SCHAEFER: One potential pathway for the carp into the lake is Eagle Marsh in Indiana, where heavy flooding could spill the carp from the infested waters of the Wabash River into the Maumee. Another is the Chicago sanitary and ship canal, the primary entry point for Asian carp into Lake Michigan. Rich Carter says no carp DNA has been found anywhere near either one of these pathways so far, but officials are still awaiting water sample results taken in August. A third possible explanation for carp DNA in Lake Erie could be bait shops along the coast.
CARTER: We know that some bait comes from southern waters. Asian carp are present in Arkansas and Mississippi and some of those areas. So we’re exploring and eliminating uncertainty.
SCHAEFER: Results from those bait shop tests are still pending, too. Carter estimates this year’s search for Asian carp has already cost up to 300-thousand dollars. Even so, that pace is too slow for some environmental advocates. Sandy Bihn of the Western Lake Erie Waterkeepers Association calls the presence of carp DNA in Lake Erie a 5-alarm fire.
BIHN: As we saw with zebra mussels and quagga mussels, we didn’t do anything, we just let them come and they multiplied incredibly. We should learn a lesson from that.
SCHAEFER: Bihn is also concerned that there’s no plan to manage the fish if Asian carp do establish themselves in the lake. One rather drastic option is to kill all the fish in an infested area using a poison called rotenone. The poison doesn’t discriminate, though – it would kill other fish, too.

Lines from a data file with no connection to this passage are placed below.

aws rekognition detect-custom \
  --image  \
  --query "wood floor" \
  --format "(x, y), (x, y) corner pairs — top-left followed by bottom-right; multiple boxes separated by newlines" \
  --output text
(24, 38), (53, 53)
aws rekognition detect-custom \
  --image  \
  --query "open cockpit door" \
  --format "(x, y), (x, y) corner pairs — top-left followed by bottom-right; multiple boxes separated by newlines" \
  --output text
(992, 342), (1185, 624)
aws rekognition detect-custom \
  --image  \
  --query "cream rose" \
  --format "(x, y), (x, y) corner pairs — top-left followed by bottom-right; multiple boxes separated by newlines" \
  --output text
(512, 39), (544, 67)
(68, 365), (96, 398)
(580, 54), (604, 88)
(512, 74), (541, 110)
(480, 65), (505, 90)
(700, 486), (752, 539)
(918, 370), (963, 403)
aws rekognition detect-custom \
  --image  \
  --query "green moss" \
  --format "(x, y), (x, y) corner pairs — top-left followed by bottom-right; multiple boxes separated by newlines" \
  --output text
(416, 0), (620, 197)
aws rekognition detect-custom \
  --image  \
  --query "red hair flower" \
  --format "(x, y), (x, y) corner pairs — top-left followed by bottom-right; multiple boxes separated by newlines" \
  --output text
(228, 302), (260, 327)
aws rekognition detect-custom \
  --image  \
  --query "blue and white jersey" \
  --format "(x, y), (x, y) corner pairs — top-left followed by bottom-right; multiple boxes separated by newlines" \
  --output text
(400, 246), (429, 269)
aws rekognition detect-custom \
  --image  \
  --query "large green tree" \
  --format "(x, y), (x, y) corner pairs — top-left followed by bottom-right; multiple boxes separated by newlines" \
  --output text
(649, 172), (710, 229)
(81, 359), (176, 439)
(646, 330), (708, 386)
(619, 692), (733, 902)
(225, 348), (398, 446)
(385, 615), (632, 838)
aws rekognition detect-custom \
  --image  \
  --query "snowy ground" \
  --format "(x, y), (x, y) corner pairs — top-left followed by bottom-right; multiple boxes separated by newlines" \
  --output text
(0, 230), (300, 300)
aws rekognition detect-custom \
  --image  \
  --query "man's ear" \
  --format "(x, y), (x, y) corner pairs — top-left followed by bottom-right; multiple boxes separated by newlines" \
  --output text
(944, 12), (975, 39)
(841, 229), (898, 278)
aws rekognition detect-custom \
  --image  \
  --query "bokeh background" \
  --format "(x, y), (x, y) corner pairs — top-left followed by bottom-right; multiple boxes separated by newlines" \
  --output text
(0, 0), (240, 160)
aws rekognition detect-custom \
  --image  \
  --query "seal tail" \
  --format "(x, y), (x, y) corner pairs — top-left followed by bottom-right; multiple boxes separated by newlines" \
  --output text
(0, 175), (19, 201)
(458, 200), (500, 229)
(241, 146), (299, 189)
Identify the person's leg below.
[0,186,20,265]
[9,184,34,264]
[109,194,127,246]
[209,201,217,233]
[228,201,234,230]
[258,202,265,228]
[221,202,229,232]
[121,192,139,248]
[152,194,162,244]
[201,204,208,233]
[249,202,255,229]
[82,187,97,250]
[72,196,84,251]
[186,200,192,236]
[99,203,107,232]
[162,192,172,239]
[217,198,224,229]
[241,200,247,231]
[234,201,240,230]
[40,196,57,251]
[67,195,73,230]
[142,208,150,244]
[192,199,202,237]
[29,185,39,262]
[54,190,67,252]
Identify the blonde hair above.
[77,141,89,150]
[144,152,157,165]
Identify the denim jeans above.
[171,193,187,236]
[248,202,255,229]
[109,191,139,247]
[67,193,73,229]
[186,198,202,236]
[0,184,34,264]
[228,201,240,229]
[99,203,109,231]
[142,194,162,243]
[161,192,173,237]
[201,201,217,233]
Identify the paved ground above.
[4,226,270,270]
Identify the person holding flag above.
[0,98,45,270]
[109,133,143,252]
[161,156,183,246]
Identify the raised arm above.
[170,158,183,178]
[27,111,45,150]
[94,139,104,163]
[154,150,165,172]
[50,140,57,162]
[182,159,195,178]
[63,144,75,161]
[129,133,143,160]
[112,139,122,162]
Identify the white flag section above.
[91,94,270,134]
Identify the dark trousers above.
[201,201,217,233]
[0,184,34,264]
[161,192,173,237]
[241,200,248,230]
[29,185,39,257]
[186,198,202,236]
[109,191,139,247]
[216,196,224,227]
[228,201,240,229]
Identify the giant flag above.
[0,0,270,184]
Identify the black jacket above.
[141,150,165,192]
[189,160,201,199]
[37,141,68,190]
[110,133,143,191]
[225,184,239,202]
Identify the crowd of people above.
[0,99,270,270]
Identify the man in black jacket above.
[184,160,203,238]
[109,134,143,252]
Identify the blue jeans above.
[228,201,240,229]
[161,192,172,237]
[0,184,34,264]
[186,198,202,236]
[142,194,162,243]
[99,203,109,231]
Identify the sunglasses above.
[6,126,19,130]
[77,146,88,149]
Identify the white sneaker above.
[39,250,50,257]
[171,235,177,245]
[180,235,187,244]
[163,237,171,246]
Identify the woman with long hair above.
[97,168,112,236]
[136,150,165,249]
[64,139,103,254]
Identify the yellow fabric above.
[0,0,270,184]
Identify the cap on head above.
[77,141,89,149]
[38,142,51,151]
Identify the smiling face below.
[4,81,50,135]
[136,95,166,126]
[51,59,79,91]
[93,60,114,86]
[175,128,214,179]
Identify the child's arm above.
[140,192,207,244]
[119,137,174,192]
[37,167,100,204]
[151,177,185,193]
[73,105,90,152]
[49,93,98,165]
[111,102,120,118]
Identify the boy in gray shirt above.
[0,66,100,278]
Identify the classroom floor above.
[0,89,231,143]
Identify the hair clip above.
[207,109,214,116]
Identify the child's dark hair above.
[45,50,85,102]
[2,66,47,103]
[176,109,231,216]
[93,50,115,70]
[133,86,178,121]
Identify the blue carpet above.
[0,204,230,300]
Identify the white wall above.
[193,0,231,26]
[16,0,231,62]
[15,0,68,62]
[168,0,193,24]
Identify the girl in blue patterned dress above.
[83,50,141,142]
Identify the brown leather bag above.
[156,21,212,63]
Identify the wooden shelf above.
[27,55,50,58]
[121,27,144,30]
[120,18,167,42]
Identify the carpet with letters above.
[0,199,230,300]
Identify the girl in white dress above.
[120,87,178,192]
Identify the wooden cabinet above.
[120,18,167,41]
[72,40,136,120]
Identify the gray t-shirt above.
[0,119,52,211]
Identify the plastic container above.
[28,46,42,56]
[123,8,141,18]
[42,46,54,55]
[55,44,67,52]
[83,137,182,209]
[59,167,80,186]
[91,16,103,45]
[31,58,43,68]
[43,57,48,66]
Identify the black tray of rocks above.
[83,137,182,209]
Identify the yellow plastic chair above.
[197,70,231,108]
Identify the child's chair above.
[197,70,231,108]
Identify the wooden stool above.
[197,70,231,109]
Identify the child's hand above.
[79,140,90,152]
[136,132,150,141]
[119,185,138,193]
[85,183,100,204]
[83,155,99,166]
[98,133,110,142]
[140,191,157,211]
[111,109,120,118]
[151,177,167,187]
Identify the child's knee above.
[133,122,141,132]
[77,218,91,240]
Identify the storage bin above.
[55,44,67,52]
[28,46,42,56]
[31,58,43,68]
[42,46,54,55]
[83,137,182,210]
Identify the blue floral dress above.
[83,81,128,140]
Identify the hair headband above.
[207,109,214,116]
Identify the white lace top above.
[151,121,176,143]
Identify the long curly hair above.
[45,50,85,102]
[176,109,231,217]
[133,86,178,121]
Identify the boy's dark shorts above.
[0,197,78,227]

BIHN: I would hope that scientists take a look and develop a plan of what to do if they find them here, because I think the fact that the DNA are found now deserves the next level of attention.
SCHAEFER: Rich Carter of the Natural Resources Department says scientists are working on better solutions, including species-specific poisons - and having the carp mate with genetically-engineered fish.
CARTER: …fish that are placed in the water that eventually breed with the other fish that are present in the water and make them reproductively sterile. But today, there’s not a good tool for control.
SCHAEFER: For now, the mystery of how Asian carp DNA got into Lake Erie goes on…as does the hunt for clues.